We have come a long way in our investigation of rippling: from the observation of a common pattern in structural induction proofs, to a new paradigm in proof search. Firstly, we noted that this common pattern could be enforced, rather than merely observed, by inserting meta-level annotations into object-level formulas. These annotations – wave-holes and wave-fronts – marked those parts of formulas that were to be preserved and moved, respectively. Ensuring that rewriting respected these annotations enforced additional constraints during proof search: restricting that search to those parts of the search space that made progress towards using the induction hypothesis to prove the induction conclusion.

Secondly, experimental exploration with these annotations suggested a wealth of ways to extend and generalize the original idea beyond simple structural inductions to more complex forms of induction and to many other kinds of proof. Indeed, whenever proving a goal using one or more structurally similar “givens”, rippling could help guide the proof through a potential combinatorial explosion towards a successful conclusion with little or no search.

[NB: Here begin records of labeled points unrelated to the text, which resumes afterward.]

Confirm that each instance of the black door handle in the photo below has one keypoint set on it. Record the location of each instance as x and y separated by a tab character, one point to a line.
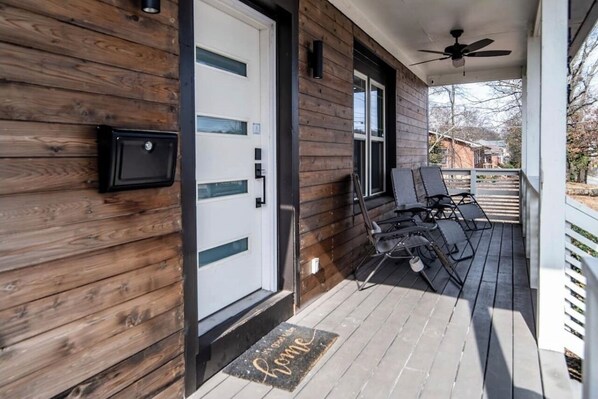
258	175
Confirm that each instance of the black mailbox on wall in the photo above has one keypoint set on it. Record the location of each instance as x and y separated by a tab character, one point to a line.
131	159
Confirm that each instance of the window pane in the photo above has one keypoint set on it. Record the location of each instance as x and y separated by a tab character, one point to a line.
359	111
221	189
207	124
377	167
208	58
359	161
377	111
223	251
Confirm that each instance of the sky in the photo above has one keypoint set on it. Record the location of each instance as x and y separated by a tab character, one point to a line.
479	92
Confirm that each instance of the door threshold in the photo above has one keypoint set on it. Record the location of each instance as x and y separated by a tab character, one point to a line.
226	341
236	310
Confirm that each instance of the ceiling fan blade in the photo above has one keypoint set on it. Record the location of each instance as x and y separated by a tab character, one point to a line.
477	45
489	53
433	52
436	59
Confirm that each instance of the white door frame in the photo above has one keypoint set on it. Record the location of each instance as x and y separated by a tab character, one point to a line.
267	29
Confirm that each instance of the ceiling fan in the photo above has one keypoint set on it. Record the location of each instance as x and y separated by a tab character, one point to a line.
458	51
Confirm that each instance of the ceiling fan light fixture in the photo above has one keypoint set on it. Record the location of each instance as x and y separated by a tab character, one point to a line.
458	62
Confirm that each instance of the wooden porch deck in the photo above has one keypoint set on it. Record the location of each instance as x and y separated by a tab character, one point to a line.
399	339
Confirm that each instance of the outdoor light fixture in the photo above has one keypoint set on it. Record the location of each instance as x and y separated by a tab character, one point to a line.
150	6
458	62
316	59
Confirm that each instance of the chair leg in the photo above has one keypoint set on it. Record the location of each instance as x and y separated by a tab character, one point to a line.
453	275
427	280
366	256
360	286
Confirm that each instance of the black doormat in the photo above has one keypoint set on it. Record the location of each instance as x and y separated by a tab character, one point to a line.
283	357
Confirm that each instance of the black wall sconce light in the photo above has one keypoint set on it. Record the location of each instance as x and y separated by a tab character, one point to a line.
316	59
150	6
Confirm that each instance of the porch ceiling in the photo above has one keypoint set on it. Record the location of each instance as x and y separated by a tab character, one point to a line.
405	26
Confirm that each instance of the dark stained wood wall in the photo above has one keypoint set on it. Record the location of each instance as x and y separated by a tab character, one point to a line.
90	284
328	228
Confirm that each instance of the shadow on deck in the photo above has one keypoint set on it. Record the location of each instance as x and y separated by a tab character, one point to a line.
399	339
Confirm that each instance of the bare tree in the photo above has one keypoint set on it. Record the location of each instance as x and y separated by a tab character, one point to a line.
582	116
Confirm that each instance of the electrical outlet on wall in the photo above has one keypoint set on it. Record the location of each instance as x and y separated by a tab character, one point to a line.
315	265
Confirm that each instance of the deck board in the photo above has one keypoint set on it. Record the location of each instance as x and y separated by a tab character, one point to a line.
397	338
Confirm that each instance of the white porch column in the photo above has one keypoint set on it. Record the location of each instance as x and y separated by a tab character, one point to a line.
531	159
553	103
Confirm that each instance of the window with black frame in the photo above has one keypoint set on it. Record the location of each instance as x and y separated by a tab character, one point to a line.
370	121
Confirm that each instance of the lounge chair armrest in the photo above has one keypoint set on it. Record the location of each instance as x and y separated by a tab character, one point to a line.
394	220
401	232
438	196
463	194
411	209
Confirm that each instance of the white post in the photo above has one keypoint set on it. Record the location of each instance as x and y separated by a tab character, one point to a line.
531	144
590	359
473	181
553	105
522	183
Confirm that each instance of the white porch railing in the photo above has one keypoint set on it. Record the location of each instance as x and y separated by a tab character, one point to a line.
580	241
497	190
590	366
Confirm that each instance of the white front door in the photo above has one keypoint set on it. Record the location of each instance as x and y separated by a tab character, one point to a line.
235	153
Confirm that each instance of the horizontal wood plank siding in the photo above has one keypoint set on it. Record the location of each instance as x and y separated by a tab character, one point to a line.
91	297
330	227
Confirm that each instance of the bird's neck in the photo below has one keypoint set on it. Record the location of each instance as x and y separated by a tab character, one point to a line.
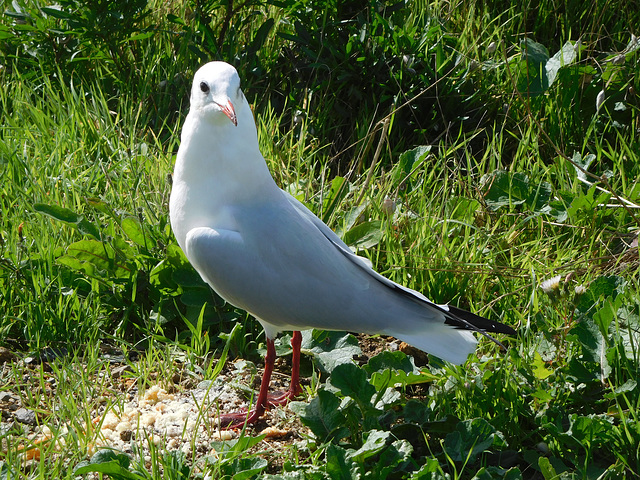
218	167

Thirdly, since rippling imposes such strong expectations on the structure of a proof, any failure of rippling can be analyzed to suggest how to patch an initially failed proof attempt. This productive use of failure often suggests proof patches that had previously been thought beyond the ability of automated reasoners: so-called, “eureka” steps. These may include, for instance, the suggestion of a novel induction rule, a new lemma, a generalization of the original conjecture, or a case split.